On 10th day of Christmas … I read Terry Pratchett’s Father Christmas’s Fake Beard

(cover art courtesy Penguin Australia)

Among the may things I love about the work of much-missed late Discworld author Terry Pratchett is the sense of playful irreverence that fills each and every word.

A master storyteller who has a deserved legion of fans including myself to his enduring credit, Pratchett’s sense of the quirkily absurd and his willingness to skewer society’s many foibles are a delight and all are on show in 2017’s Father Christmas’s Fake Beard, a collection of never before published Christmas stories.

Accompanied by illustrations by Mark Beech, whose artwork adds an extra layer of eccentric silliness to proceedings, the stories in Father Christmas’s Fake Beard centre on the fictional English town of Blackbury in which all kinds of festively-strange goings-on take place.

In fact, so exuberantly mischievous is the collection that before you’ve even reached the first story proper, Pratchett has you laughing uproariously at the titular tale which is a series of ever-more annoyed, and thus fantastically-funny emails between store management and a certain MrNicholas who gives, by dint of strange happenings in the department store Grotto, every indication of being the actual Santa Claus.

“He [Mr Nicholas] says he is from the north of Lapland, but I assure him we are an Equal Opportunities Employer, and besides I’m not sure how one would go about discriminating against someone from Lapland, even if one wanted to.” (P. 2-3)

Hints missed entirely by the entirely humourless staff – a man with his own costume and actual beard, an air of generosity, peace and goodwill that clashes with the store’s gleefully-satirised commercialisation and commodification of just about every aspect of the Christmas experience.

Santa, for who else could it be, sets the cat among the festive pigeons by criticising the placing of violent toys such as the Meakill Death Cannon, giving kids whichever free toy they want regardless of gender – the girl’s option is a particular hoot, listed as the My Little Maddened Polecat Dressing Table Set (boys get the far more prosaic Super laser Zappercon) – and hammering and sawing in the Grotto into the night, helped by workers with “little faces”, before “a sledge drawn by eight apparently living reindeer, smashed through the big window by the lifts.”

Full of apoplectic that anyone would dare subvert the sacred tenets of a commercialised Christmas celebration, this is Pratchett at his satirical best, beautifully underscoring why Santa, though hijacked by the likes of Coca-Cola for their marketing purposes, is in fact the very antithesis of commercialisation at heart.

(image courtesy Discworld Emporium)

Father Christmas’s Fake Beard continues in this vein, a beguilingly-humourous mix of the quirky and the heartfelt, every line reading like a chatty, bright storyteller who is as happy to tell the narrative straight as to toss in all kinds of quirkily-observant asides.

Whether it’s “The Blackbury Pie”, in which a giant meat pie full of vegetables explodes all over the town and the county of Gritshire after 33 cooks led by Albert Sock (the names are an amusing joy too) have laboured to make it for the poor at Christmas; or “Father Christmas Goes to Work at the Zoo”, and teaches the hippos to fly because naturally there are no reindeer, every single story is full of irreverence and wit and a narrative style that suggests a narrator who’s not taking it all very seriously.

Or is, but who has decided that the best way to handle the hypocritical absurdities of the world, which find their own peculiar expression in Blackbury, is to gently but merciless lampoon them at every turn.

Take “Judgement Day for Father Christmas” in which good ol’ Saint Nick is put on trial on the basis that “Father … er … Christmas is at least as real as a great many other things I read about in the papers every day, and therefore subject to legislation, just like everyone else”

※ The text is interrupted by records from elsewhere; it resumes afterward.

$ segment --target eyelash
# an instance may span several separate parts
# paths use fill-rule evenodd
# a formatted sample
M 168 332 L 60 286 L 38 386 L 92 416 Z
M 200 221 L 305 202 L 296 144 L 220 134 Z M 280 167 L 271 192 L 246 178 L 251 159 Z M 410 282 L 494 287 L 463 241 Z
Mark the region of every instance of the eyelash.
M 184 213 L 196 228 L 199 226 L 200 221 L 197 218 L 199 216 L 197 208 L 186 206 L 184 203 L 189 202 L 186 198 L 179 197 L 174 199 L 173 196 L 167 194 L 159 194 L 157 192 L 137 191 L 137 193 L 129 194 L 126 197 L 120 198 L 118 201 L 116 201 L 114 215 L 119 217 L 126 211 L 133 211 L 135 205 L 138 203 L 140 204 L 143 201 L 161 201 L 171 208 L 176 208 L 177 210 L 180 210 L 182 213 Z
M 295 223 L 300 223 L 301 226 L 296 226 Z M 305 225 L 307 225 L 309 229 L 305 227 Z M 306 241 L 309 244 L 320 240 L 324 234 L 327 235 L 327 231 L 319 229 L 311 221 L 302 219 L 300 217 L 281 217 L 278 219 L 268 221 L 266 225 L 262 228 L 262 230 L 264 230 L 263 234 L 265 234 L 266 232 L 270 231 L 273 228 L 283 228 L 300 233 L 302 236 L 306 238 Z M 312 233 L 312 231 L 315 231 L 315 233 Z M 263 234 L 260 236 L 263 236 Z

“‘But I must draw your attention to this extremely moving film of an experiment conducted by Uppsala University using a herd of reindeer, which started off at the top of a very tall building and ended tragically at the bottom.
 ‘I think it demonstrated very conclusively that the number of reindeer able to fly must be so small as to be statistically insignificant.'” (P. 109)

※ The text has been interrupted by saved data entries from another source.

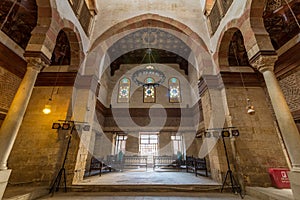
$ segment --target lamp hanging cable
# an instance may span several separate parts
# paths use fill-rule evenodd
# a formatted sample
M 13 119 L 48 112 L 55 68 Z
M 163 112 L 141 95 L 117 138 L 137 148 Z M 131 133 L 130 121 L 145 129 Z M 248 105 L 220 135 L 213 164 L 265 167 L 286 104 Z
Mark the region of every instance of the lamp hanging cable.
M 62 54 L 62 57 L 60 58 L 59 67 L 58 67 L 58 70 L 57 70 L 57 73 L 56 73 L 54 85 L 53 85 L 53 87 L 52 87 L 52 90 L 51 90 L 51 93 L 50 93 L 50 97 L 49 97 L 49 99 L 48 99 L 48 102 L 47 102 L 47 104 L 45 105 L 45 107 L 44 107 L 44 109 L 43 109 L 43 113 L 46 114 L 46 115 L 49 114 L 49 113 L 51 112 L 51 105 L 50 105 L 50 103 L 52 102 L 52 97 L 53 97 L 54 90 L 55 90 L 55 87 L 56 87 L 57 82 L 58 82 L 59 73 L 60 73 L 60 70 L 61 70 L 61 65 L 62 65 L 63 60 L 64 60 L 64 58 L 65 58 L 65 55 L 66 55 L 66 51 L 67 51 L 68 46 L 67 46 L 67 45 L 63 45 L 61 48 L 62 48 L 63 54 Z M 56 93 L 58 93 L 58 89 L 57 89 Z
M 234 54 L 236 63 L 237 63 L 238 66 L 240 66 L 240 62 L 239 62 L 239 59 L 238 59 L 238 56 L 237 56 L 237 48 L 238 48 L 237 41 L 235 41 L 234 43 L 233 43 L 233 41 L 231 41 L 231 48 L 233 49 L 233 54 Z M 239 70 L 239 73 L 240 73 L 240 77 L 241 77 L 241 81 L 242 81 L 242 86 L 245 89 L 245 96 L 246 96 L 246 101 L 247 101 L 247 106 L 246 106 L 247 113 L 250 114 L 250 115 L 252 115 L 252 114 L 255 113 L 254 106 L 251 105 L 251 101 L 250 101 L 250 99 L 248 97 L 248 92 L 247 92 L 247 88 L 245 86 L 243 74 L 242 74 L 242 72 L 241 72 L 241 70 L 239 68 L 238 68 L 238 70 Z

Santa pleads not guilty “On Grounds of Diminished Existence”, i.e. not being real but the judge is having a bar of it, observant to the law and its bureaucratic whims to a degree so inflexible as to be endlessly amusing.

The case ends with reindeer and an elvish forum declaring Santa not guilty because “It’s Christmas, m’lud”, a logic so festive and self-evident that no one can really argue with it, least of all the judge.

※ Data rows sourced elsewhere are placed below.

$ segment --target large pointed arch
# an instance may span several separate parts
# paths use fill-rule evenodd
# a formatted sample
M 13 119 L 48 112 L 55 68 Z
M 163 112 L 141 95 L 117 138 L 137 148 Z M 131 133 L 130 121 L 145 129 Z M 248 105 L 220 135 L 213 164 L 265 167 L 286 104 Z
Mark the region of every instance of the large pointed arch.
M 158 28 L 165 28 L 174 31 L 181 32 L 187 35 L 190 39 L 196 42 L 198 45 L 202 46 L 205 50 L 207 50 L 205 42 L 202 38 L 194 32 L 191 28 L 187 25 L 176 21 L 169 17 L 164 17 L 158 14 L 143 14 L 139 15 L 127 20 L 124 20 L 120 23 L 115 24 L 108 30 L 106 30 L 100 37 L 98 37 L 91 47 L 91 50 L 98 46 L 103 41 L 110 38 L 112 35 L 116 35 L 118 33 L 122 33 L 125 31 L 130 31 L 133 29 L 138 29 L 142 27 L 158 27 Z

Pratchett may be sadly gone – he died in 2015 from Alzheimer’s Disease – but in stories such as the ones in Father Christmas’s Fake Beard and the Discworld series, he lives on, bringing the contrary hilarity of Christmas and the way it draws out the bizarre hypocrisies and foibles of humanity out in amplified fashion, accompanied by a sing-songy style of conversational narration that harkens back to the storytelling of a bygone era when silliness and wryly funny observations were part and parcel of children’s literature, not just at Christmas but happily all through the year.